Tal como Hong Kong, Macau é uma península e uma ilha (que costumava ser duas: Taipa e Coloane, hoje em dia virtualmente ligadas uma à outra após obras que as uniram). A Taipa tem a maior parte dos grandes casinos, residências e o aeroporto, Coloane tem praias.

Em apenas dois dias apaixonai-me por Macau, se bem que seja talvez apenas uma daquelas paixões de Verão... quem sabe talvez seja um amor para a vida... No final custou-me deixar. Tive que recorrer à ideia de que o viajante tem que continuar viagem: 'Proibido Permanecer', tal como aparece escrito mesmo à entrada de Macau, e na qual um outro amigo viajante viu um poema quando por lá passou há uns anos atrás.

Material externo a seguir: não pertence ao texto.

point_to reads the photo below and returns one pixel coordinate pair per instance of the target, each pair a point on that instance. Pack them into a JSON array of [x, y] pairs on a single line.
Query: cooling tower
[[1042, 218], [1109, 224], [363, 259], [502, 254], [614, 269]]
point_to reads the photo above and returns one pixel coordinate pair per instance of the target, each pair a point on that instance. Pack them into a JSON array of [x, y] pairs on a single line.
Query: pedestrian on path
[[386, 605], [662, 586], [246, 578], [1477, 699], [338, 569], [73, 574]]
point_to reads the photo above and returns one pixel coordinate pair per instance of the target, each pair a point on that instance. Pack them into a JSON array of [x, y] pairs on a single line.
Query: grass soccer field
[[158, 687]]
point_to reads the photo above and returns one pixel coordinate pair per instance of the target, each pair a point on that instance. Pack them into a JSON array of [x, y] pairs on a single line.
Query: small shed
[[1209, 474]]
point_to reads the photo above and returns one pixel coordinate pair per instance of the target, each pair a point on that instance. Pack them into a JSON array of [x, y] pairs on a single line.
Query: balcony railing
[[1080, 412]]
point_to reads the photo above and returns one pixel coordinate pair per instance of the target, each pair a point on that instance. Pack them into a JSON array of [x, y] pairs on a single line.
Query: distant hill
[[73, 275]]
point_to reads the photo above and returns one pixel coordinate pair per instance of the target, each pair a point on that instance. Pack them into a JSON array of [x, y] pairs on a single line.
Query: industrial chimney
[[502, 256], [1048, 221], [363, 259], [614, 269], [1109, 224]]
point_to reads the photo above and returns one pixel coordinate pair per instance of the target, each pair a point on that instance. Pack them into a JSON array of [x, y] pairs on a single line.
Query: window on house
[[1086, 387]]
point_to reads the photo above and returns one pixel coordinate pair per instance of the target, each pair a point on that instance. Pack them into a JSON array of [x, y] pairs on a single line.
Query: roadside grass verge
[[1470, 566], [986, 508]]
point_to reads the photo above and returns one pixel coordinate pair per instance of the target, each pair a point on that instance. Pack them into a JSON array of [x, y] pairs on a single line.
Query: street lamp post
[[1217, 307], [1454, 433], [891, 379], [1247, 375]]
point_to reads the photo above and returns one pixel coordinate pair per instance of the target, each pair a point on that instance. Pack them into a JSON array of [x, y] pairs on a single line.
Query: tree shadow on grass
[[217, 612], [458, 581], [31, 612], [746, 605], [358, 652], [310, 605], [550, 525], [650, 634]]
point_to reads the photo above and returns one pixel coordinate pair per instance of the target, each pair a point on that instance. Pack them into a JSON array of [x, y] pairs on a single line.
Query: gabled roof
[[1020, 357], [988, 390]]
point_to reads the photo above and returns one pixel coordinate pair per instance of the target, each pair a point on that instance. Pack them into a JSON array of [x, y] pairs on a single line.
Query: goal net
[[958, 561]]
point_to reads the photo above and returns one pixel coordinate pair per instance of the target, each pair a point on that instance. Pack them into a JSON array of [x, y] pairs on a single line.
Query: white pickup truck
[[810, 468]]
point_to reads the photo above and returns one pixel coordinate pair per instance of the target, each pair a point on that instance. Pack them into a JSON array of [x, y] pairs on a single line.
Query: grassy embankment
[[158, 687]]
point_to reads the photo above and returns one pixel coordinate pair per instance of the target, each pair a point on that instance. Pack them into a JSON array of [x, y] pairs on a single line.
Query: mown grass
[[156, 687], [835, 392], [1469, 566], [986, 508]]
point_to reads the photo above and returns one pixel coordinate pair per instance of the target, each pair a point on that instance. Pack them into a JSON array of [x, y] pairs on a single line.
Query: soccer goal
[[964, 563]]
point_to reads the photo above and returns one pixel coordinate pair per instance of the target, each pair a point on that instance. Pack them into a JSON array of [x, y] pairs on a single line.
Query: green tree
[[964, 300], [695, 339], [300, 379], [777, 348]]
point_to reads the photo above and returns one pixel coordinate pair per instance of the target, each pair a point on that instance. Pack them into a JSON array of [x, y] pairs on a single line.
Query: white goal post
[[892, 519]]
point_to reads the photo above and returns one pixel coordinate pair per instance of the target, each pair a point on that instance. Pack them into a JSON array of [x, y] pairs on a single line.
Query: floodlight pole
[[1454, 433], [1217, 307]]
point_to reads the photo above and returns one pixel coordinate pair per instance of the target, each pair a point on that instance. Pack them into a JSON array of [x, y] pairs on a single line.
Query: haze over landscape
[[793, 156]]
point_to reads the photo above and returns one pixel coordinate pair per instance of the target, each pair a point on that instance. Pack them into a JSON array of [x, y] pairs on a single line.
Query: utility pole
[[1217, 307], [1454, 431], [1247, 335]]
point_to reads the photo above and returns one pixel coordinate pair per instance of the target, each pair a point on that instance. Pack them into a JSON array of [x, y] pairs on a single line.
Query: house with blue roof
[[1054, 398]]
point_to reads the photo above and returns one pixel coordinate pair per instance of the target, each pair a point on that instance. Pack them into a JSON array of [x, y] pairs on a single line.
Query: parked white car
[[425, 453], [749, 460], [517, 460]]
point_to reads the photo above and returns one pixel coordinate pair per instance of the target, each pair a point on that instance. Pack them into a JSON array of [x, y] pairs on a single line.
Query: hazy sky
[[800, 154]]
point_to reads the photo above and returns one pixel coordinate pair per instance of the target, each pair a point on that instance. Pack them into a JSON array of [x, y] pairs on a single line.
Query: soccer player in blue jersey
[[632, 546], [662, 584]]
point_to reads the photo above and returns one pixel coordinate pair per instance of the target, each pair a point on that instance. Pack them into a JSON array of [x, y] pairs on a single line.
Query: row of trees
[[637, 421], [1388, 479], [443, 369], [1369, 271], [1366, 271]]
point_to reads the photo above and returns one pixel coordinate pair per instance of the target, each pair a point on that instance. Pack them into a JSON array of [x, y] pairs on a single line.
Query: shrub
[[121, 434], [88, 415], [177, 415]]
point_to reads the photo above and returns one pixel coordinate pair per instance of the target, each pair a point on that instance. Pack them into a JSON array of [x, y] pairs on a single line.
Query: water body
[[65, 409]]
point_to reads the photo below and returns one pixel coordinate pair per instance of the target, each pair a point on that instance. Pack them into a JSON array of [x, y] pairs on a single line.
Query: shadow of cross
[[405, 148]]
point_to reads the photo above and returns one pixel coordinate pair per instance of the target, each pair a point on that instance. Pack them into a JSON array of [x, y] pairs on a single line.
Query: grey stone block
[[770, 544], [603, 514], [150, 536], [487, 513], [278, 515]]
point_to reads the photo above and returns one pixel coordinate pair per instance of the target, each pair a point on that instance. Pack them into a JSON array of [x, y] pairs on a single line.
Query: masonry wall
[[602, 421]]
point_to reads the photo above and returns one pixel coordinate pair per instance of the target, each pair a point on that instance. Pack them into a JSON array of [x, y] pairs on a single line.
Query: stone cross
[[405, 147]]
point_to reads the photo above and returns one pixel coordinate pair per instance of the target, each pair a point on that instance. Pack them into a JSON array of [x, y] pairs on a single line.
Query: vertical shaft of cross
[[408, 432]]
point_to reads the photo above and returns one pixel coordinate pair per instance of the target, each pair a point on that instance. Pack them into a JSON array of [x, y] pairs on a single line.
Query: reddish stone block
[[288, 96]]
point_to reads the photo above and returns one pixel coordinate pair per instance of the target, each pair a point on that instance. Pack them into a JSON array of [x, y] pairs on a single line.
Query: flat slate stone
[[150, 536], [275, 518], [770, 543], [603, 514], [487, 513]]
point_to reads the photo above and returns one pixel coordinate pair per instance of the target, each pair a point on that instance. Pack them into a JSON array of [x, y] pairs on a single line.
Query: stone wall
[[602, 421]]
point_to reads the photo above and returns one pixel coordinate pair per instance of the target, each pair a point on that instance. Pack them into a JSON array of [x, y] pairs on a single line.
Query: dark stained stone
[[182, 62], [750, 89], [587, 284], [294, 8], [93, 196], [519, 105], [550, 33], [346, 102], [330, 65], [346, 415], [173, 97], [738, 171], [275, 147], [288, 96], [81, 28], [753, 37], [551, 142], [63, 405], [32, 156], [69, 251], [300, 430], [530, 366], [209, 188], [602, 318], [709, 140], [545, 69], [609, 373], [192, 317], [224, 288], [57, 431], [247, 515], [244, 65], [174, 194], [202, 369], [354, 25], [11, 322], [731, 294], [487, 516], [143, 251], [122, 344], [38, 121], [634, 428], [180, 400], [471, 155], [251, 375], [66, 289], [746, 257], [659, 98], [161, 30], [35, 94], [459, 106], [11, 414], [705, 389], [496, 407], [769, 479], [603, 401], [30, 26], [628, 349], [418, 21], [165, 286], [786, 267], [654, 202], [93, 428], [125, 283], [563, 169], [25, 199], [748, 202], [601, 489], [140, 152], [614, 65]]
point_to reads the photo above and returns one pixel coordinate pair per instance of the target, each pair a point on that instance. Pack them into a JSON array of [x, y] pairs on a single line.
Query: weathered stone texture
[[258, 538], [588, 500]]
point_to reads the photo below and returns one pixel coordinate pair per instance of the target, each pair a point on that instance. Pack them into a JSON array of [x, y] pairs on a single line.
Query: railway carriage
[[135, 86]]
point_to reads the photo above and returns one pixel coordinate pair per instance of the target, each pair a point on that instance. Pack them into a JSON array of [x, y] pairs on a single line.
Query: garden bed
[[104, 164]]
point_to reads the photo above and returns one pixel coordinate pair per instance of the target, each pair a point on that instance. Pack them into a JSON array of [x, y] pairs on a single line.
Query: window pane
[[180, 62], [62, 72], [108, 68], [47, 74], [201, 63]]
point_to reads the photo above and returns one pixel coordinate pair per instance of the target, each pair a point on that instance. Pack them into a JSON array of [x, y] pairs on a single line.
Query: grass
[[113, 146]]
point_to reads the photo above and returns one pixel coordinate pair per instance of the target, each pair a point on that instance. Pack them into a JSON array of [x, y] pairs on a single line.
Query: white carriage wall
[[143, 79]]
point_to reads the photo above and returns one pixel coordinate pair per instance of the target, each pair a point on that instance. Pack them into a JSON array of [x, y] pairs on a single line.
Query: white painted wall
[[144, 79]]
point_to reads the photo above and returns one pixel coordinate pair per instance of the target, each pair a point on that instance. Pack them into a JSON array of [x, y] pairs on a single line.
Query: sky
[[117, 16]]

Apercebi-me em Macau que, após quase 7 anos a viver fora de Portugal, o português já me é exótico também. Vi mais facilmente o que é ser Portugal, o que é ser português quando vi Portugal a ser, a acontecer num sitio diferente, sem todas as distracções que o ser português tem em Portugal. Alguém me disse que Macau é como uma placa de petri em que todo o Mundo acontece a uma pequena escala mais facilmente analisável. Não estou convencido que seja válido para todo o Mundo, mas que é verdade para Portugal, lá isso é!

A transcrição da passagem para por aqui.